We observed that grafting, though less frequently used, provided more curvature correction in severe PD cases undergoing IPP.
Large cohort size and multinational participation are strengths, though retrospective design and general variability in surgical techniques are limitations.
Adjunctive techniques, including grafting, plication, and modeling provide options for tailoring curvature correction to disease severity and patient characteristics. Future prospective studies are needed to standardize and evaluate the comparative outcomes of these techniques.
对于佩罗尼氏病(PD)和严重勃起功能障碍(ED)患者,建议采用可膨胀阴茎假体(IPP)植入术进行治疗;IPP植入后,可采用辅助手术来矫正残留的阴茎弯曲。

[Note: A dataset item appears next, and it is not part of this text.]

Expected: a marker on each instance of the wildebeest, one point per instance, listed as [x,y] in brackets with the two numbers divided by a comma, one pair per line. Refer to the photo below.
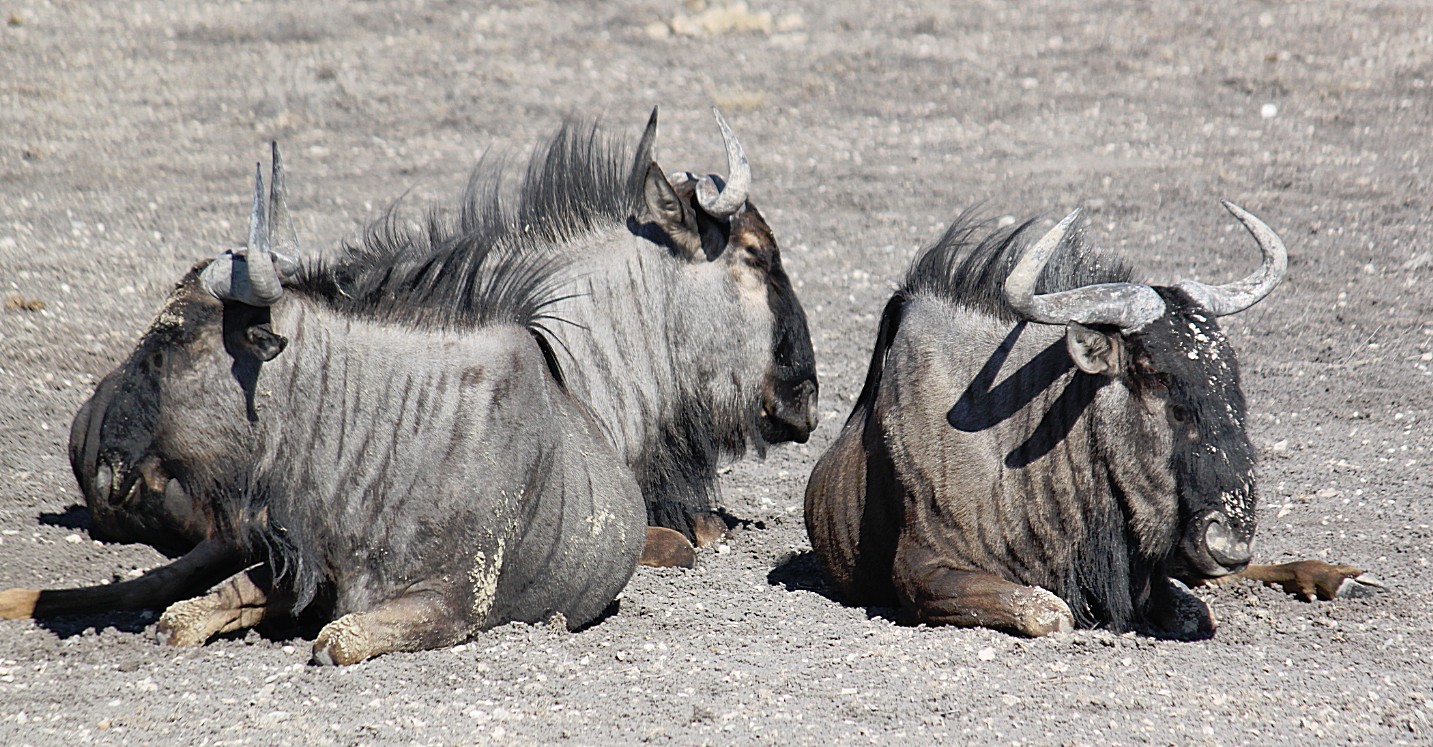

在一个大型跨国多中心队列中,评估接受IPP手术的PD患者阴茎弯曲矫正的治疗情况。
对11位经验丰富的假体外科医生治疗的PD患者进行回顾性分析。分析人口统计学、术中及术后数据,以评估IPP植入术后阴茎弯曲的改善情况,包括手动塑形、白膜折叠和移植等辅助矫正技术。
IPP植入及辅助手术后实现的弯曲矫正。
499例接受IPP治疗的PD患者,中位年龄为62.0岁[30.0, 91.0],平均随访时间为16.5个月(标准差=12.9)。术前平均弯曲度为39.4°(标准差=17.8°),以背侧弯曲最为常见。在我们的队列中,17.6%的患者仅植入IPP,而82.4%的患者在植入IPP的同时还接受了辅助矫正手术。具体而言,74.7%的病例采用了手动塑形(有/无“刮擦”技术),4.8%采用了白膜折叠,2%采用了移植,0.8%采用了移植与塑形联合。接受移植的患者术前合并症通常较少,术前弯曲度更严重,为60.0°[45.0°, 70.0°]。移植也提供了最高的中位弯曲度矫正,为55.0°[48.8°, 73.8°],(P<0.001)。折叠实现的中位弯曲度矫正为40.0°[28.8°, 41.2°],而塑形导致的中位弯曲度降低为26.0°[20.0°, 39.5°],(P<0.001)。
我们观察到,移植虽然使用频率较低,但在接受IPP治疗的严重PD病例中能提供更多的弯曲度矫正。
队列规模大且有跨国参与是优点,不过回顾性设计和手术技术的普遍差异是局限性。
包括移植、折叠和塑形在内的辅助技术为根据疾病严重程度和患者特征定制弯曲度矫正提供了选择。未来需要进行前瞻性研究,以规范和评估这些技术的比较结果。